Außerdem: Wie kann eine potenzielle Umweltkatastrophe, die nicht nur strategisch wichtige Wasserquellen bedroht, sondern auch die lokale Landwirtschaft und Tierwelt zerstört und möglicherweise zur Entvölkerung der gesamten Region führt, von «nationalem Interesse» sein? Wie kann das Aufgeben der eigenen Souveränität zugunsten eines von den USA, dem Vereinigten Königreich, Australien und Deutschland unterstützten Unternehmens – berüchtigt und gefürchtet überall dort, wo es bereits Bohrungen durchgeführt hat – als Schutz der nationalen Interessen gewertet werden? In welchem Land stellt die Umwandlung von «angestammtem Land» in ökologisches Ödland, in eine Rohstoffkolonie zur Gewinnung wertvoller Mineralien (von der die serbischen Steuerzahler*innen am wenigsten profitieren werden) einen Akt des Patriotismus dar?

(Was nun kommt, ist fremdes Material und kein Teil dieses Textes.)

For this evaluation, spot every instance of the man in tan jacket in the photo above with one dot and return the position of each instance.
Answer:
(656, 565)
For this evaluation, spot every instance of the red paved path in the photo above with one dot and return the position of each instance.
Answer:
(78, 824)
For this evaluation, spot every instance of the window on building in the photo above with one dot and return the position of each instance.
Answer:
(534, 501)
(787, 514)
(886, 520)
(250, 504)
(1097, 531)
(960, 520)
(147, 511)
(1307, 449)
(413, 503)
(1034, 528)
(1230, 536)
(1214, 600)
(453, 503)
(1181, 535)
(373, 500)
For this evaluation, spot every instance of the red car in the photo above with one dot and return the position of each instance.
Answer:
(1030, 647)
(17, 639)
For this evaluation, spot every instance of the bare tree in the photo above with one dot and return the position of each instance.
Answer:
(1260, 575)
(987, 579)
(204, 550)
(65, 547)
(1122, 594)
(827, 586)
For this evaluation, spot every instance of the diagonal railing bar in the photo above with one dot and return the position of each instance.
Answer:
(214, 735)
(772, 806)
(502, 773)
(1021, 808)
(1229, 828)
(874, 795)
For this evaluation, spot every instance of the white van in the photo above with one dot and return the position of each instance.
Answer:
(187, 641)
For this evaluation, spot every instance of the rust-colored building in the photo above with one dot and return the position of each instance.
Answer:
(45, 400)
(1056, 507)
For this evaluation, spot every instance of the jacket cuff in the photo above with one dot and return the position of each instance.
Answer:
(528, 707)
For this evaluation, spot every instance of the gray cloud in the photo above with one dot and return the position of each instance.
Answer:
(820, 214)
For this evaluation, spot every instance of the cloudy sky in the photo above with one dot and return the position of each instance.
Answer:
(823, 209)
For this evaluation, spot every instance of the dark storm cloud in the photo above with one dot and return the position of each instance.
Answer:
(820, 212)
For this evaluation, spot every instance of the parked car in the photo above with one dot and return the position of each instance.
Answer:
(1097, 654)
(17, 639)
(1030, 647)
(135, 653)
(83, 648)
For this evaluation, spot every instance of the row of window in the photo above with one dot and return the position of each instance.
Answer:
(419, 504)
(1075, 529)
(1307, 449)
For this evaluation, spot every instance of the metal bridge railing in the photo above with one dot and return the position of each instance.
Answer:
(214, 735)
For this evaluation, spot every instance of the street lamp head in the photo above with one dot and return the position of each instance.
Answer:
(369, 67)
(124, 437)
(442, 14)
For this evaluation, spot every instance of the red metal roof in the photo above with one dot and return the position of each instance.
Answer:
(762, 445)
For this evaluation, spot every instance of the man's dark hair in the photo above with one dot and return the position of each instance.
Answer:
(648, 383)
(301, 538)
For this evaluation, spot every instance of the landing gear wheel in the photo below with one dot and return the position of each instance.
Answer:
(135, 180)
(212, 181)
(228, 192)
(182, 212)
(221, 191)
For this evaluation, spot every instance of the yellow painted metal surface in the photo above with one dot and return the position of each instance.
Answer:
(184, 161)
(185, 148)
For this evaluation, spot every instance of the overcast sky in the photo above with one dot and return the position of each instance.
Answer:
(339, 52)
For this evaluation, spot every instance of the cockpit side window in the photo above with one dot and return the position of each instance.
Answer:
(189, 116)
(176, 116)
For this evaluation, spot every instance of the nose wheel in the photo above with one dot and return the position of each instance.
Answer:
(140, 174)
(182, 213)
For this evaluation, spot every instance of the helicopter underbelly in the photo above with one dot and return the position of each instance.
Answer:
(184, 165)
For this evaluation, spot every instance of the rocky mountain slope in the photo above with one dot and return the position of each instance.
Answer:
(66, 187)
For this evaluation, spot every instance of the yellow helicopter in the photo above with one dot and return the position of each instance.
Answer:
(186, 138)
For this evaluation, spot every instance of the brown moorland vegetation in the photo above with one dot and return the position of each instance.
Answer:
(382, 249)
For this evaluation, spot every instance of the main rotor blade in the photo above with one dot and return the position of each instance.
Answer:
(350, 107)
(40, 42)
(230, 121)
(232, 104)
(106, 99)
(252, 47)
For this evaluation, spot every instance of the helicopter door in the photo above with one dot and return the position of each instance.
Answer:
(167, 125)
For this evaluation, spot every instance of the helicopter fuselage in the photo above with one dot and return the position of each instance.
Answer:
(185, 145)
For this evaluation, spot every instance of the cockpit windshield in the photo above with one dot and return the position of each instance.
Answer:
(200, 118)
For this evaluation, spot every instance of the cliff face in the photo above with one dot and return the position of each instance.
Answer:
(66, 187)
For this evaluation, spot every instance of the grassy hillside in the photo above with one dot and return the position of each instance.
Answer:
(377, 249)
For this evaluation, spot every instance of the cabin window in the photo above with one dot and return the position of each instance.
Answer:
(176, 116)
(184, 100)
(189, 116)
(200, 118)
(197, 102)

Es ist kein Zufall, dass die SNS Ende Oktober die Hooligans der Region dazu anhielt, den Gornje Nedeljice-Besuch der EU-Politikerin Viola von Cramon [MdEP, die Grünen/EFA, Berichterstatterin des EP für Kosovo und Schattenberichterstatterin für Serbien, Anm. d. Red.] zu stören. Von Cramon wurde mittels Sprechchören als Lobbyistin der kosovarischen Unabhängigkeitsbestrebungen bezeichnet. Auch eine weitere deutsche Politikerin stattete dem Dorf gemeinsam mit einem neu formierten serbischen Bündnis aus Linken und Grünen einen Besuch ab. Dieses Bündnis vereint die die Bewegungen «Ökologischer Aufstand» und «Ne Davimo Beograd» (bekannt für ihren Widerstand gegen ein Immobilienprojekt im Dubai Style in der serbischen Hauptstadt) sowie eine neugegründete grüne politische Plattform namens «Action». Letztere wird angeführt von Nebosja Zelenovic, dem ehemaligen Bürgermeister der westserbischen Stadt Šabac.

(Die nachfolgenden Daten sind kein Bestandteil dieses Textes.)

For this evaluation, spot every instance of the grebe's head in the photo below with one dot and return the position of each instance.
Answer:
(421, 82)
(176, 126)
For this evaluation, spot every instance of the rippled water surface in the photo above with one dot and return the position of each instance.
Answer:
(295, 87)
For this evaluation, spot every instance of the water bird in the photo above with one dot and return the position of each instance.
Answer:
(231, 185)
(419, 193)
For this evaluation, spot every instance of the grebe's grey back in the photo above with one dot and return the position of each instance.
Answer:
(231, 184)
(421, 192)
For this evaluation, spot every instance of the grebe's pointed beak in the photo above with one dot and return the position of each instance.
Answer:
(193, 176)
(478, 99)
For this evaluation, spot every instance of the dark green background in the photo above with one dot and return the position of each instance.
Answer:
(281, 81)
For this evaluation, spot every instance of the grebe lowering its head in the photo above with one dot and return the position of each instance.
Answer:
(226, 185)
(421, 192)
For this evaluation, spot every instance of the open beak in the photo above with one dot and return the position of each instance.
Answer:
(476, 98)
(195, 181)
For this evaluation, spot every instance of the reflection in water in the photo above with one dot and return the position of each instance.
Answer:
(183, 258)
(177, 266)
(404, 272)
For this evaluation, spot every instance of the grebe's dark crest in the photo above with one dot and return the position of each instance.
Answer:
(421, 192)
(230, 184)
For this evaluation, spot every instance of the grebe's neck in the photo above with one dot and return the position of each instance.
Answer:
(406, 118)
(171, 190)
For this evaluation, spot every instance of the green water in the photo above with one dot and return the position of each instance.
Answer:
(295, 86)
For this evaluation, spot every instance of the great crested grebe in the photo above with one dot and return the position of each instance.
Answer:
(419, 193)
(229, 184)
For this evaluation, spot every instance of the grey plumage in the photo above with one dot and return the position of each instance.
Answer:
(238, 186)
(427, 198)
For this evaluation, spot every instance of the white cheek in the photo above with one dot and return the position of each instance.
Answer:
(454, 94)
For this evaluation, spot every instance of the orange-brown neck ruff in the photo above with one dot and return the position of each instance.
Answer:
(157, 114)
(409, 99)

Das Bündnis wird von den europäischen Grünen unterstützt und erfährt in Serbien immer mehr Rückhalt. Die SNS versucht daher, dessen Mitglieder*innen als «Verräter*innen» zu diskreditieren – unter anderem missbraucht sie hierfür Viola von Cramons politische Positionen bezüglich des Kosovo. Mit Sicherheit ebenfalls kein Zufall ist die Kritik an der «grünen Opposition» von Seiten der Bergbauministerin Zorana Mihajlović, die mitunter wie eine Sprecherin von Rio Tinto auftritt. Auch sie setzt hierbei auf einen Appell an den Patriotismus der Serb*innen und den angeblichen Verrat des Kosovo – oftmals schreckt sie auch vor dem Gebrauch äußerst fragwürdigen Vokabulars nicht zurück. Die SNS-Kampagne versucht also, jene Aktivist*innen in der Öffentlichkeit als Verräter*innen zu diskreditieren, die sich für saubere Luft und saubere Böden sowie das Überleben der Menschen in Westserbien einsetzen. Die Staatselite wiederum stellt sich selbst als die Beschützer*in des Volkes dar, die mit dem Lithium-Abbau lediglich den Wohlstand derer im Sinn hat.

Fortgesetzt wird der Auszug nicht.